26

22K 2.2K 277
                                    

PART 26

INI DI MANA YA?

"Pagi, Ning!" aku menyapa Wening seperti biasa pagi ini namun ia langsung membuang muka. Berbeda dengan aku, Wening memang perawan tua yang judes jadi tidak kuambil hati atas sikapnya yang demikian. Sudah biasa. Mungkin fase PMSnya Wening seumur hidup kali ya.

Aku masuk lebih ke dalam dan mendapati beberapa rekanku berkumpul karena asyik berghibah ria, suasana yang tidak asing karena kadang aku pun ikut nimbrung menggosipkan selebriti dadakan. Bisa berasal dari departemen lain bahkan teman sendiri.

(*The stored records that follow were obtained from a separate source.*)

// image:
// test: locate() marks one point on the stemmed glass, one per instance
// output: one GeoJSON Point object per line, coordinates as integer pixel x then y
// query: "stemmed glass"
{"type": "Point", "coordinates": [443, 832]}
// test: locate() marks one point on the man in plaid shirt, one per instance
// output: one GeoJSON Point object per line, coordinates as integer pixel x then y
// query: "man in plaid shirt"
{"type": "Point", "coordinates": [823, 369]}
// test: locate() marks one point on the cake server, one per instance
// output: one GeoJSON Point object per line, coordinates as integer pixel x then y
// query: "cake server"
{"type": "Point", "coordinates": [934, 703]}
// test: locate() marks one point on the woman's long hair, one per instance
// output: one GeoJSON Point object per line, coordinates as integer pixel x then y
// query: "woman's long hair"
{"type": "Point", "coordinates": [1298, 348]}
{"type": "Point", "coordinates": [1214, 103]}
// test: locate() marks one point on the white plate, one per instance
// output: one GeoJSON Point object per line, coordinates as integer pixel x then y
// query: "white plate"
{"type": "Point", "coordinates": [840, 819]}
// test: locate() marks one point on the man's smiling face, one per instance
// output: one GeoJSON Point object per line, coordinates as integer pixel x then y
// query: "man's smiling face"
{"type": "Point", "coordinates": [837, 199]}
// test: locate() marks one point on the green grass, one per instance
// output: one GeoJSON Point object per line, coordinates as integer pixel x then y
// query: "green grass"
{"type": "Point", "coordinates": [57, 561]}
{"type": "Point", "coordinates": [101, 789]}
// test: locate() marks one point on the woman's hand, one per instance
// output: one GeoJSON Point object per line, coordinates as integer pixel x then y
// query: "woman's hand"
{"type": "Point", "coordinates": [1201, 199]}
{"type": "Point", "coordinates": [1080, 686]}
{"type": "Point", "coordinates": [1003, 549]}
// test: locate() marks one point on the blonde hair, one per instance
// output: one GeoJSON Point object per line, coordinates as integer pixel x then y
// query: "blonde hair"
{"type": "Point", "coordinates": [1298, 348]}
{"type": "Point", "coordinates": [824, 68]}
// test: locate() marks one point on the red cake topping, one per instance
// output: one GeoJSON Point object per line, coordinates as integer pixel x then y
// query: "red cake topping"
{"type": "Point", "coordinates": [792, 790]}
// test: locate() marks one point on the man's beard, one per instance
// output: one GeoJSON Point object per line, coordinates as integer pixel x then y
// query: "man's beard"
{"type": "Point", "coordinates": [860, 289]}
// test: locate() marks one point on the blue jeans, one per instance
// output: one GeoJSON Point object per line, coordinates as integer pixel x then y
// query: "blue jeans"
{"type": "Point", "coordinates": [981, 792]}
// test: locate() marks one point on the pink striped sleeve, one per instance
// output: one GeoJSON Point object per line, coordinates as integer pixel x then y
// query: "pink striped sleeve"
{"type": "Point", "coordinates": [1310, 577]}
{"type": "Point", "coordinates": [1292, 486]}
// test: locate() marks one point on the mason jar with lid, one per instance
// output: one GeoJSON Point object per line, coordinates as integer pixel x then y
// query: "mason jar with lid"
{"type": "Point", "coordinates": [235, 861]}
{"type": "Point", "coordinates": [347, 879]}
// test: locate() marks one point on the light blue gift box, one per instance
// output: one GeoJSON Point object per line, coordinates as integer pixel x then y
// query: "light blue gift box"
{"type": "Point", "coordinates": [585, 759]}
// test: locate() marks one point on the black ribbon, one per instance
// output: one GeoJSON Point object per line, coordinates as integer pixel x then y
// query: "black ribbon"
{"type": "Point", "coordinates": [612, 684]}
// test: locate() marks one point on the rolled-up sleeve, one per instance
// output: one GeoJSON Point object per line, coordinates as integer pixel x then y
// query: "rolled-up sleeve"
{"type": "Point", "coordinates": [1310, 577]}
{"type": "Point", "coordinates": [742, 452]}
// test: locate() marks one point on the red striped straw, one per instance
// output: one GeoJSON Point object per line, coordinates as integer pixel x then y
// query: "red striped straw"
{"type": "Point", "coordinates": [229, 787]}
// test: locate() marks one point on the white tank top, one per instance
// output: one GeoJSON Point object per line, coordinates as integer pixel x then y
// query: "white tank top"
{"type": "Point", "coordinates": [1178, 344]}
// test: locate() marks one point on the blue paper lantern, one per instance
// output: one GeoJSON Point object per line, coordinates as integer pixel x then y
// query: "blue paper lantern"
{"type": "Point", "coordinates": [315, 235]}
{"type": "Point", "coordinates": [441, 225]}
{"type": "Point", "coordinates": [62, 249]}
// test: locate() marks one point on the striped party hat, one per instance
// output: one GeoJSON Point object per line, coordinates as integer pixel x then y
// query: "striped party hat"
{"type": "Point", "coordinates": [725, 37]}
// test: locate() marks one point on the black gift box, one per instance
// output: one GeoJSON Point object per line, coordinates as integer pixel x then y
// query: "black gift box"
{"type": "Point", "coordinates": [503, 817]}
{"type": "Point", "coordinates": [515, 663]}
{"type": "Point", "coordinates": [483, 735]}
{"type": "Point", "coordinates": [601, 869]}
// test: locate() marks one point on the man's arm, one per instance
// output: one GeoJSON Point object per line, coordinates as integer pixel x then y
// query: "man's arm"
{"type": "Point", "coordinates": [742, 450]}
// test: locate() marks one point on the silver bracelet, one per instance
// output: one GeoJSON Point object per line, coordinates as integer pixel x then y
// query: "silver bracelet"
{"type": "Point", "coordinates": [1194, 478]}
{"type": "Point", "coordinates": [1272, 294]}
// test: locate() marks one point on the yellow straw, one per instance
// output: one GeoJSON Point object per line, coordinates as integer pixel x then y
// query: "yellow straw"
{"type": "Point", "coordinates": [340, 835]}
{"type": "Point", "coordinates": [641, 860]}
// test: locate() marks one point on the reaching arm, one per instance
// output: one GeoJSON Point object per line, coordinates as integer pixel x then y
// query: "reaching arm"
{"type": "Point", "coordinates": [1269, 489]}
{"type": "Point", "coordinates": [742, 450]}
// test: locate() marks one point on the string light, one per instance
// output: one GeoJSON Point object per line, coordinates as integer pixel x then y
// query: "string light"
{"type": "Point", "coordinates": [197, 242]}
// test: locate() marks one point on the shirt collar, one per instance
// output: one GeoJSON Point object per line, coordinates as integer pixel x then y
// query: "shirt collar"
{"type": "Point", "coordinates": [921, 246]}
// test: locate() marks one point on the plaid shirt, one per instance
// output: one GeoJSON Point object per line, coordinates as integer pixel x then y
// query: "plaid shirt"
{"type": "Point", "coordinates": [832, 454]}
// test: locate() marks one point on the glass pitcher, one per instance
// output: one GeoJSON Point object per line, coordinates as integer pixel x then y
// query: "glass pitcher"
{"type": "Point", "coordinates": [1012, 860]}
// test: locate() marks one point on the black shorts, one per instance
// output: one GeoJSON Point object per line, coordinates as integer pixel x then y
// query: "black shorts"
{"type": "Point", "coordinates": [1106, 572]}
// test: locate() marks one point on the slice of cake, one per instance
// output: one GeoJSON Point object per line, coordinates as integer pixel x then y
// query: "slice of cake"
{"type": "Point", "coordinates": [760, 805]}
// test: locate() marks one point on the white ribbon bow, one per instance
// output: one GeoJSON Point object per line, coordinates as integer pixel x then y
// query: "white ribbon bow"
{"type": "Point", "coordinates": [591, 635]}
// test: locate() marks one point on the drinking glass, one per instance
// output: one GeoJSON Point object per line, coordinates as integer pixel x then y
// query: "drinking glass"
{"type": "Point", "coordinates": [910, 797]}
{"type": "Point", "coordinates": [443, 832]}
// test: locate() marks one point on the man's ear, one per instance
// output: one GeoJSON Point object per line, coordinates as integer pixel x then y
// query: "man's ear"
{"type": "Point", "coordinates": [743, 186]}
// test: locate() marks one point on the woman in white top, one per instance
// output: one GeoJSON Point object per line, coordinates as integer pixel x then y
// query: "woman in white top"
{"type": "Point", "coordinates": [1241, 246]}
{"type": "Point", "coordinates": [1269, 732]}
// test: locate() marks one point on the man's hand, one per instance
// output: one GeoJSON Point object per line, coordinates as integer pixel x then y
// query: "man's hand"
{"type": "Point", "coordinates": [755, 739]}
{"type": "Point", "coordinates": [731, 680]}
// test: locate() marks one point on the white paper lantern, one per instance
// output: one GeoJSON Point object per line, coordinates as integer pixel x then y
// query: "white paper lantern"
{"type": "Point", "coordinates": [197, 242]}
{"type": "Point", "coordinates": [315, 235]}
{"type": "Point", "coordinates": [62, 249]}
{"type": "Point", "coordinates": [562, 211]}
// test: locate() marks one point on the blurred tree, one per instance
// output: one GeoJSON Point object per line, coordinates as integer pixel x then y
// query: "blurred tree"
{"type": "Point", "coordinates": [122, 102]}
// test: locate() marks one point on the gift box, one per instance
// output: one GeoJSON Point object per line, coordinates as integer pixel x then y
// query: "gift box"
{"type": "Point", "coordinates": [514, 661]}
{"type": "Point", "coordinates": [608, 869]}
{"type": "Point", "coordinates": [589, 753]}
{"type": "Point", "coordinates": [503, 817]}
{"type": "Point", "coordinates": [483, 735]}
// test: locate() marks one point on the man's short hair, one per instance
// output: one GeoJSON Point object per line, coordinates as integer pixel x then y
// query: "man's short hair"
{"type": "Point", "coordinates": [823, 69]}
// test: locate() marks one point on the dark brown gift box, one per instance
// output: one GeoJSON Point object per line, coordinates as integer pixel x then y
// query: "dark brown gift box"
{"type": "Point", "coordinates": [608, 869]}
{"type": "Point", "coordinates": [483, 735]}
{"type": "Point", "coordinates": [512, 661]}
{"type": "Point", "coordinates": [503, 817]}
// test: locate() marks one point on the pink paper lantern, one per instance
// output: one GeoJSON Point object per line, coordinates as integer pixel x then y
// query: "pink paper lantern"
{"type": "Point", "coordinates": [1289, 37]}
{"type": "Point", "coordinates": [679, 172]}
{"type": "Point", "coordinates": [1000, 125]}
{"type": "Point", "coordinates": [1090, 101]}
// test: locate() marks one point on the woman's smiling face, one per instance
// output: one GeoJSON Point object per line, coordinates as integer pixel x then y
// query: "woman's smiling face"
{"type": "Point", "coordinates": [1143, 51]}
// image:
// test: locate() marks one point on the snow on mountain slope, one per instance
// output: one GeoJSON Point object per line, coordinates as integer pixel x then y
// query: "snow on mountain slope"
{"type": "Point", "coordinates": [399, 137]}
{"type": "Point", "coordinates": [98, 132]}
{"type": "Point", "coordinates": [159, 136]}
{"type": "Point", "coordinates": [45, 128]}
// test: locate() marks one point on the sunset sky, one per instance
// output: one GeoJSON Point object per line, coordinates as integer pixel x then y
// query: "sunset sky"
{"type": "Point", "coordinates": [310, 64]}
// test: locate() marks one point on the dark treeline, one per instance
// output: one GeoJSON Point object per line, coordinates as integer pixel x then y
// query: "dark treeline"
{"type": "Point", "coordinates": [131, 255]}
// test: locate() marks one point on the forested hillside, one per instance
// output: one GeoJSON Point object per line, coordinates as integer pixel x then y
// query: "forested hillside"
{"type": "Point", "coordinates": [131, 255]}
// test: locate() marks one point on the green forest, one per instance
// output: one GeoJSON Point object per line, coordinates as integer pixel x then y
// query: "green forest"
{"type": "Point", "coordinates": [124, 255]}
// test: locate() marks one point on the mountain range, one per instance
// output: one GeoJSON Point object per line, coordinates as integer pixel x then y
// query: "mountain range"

Seringnya kami bergosip tentang Pandji dan Erlangga, mereka berdua adalah selebriti lokal yang membuat mata seger tapi otak panas dan sakit hati.

"...ya pantes aja kita disuruh duluin kerjaan dia."

"Ternyata gitu mainnya..."

Ada gosip apa pagi ini? Kelihatannya seru, namun begitu aku mendekat mereka pun bubar seperti misbar ketika diguyur hujan. Tatapan yang mereka berikan padaku pun gagal netral. Akhirnya aku menyimpulkan bahwa akulah selebriti lokalnya kali ini.

Riang. Pasti kader partai Perindo itu sudah menyebarkan hoax di kantor. Sekarang bagaimana aku harus menjalani hari - hariku? Kepala masih berasap karena invasi Kresna Pramono malah ditambah dengan gosip murahan. Udahlah, cuek aja. Ntar juga hilang sendiri gosipnya.

Aku duduk dengan tenang di kubikelku dan mulai mempelajari anak perusahaan milik Kresna, kebetulan hari ini tidak ada briefing pagi.

Semerbak aroma kopi yang kuat melintas di hidungku. Sejenak kupikir Papa mendatangi kantorku tapi saat kutengok ternyata Djena yang sudah bersandar di dinding luar kubikelku sambil menatap layar monitor.

"Handle Kresna ya?"

"Iya nih, Mas. Diover ke Kaka malah tersinggung orangnya."

"Ya lo kerjain aja, pantang pilih - pilih nasabah kali, Mal. Urusan pribadi jangan dibawa - bawa."

Maksud Djena apa? Urusan pribadi aku?

"Maksud aku, Kaka belum dapat prospekan, Mas, sementara aku udah achieve target semester kemarin."

"Emang ada tipikal debitur kaya gitu sih, lebih nyaman kalau kerjasama dengan perempuan."

"Aku kan bukan funding, Mas. Cowok cewek apa bedanya."

"Beda kali kalau ceweknya bisa dibeli." Setelah mengatakan itu Djena bergerak menjauhi kubikelku.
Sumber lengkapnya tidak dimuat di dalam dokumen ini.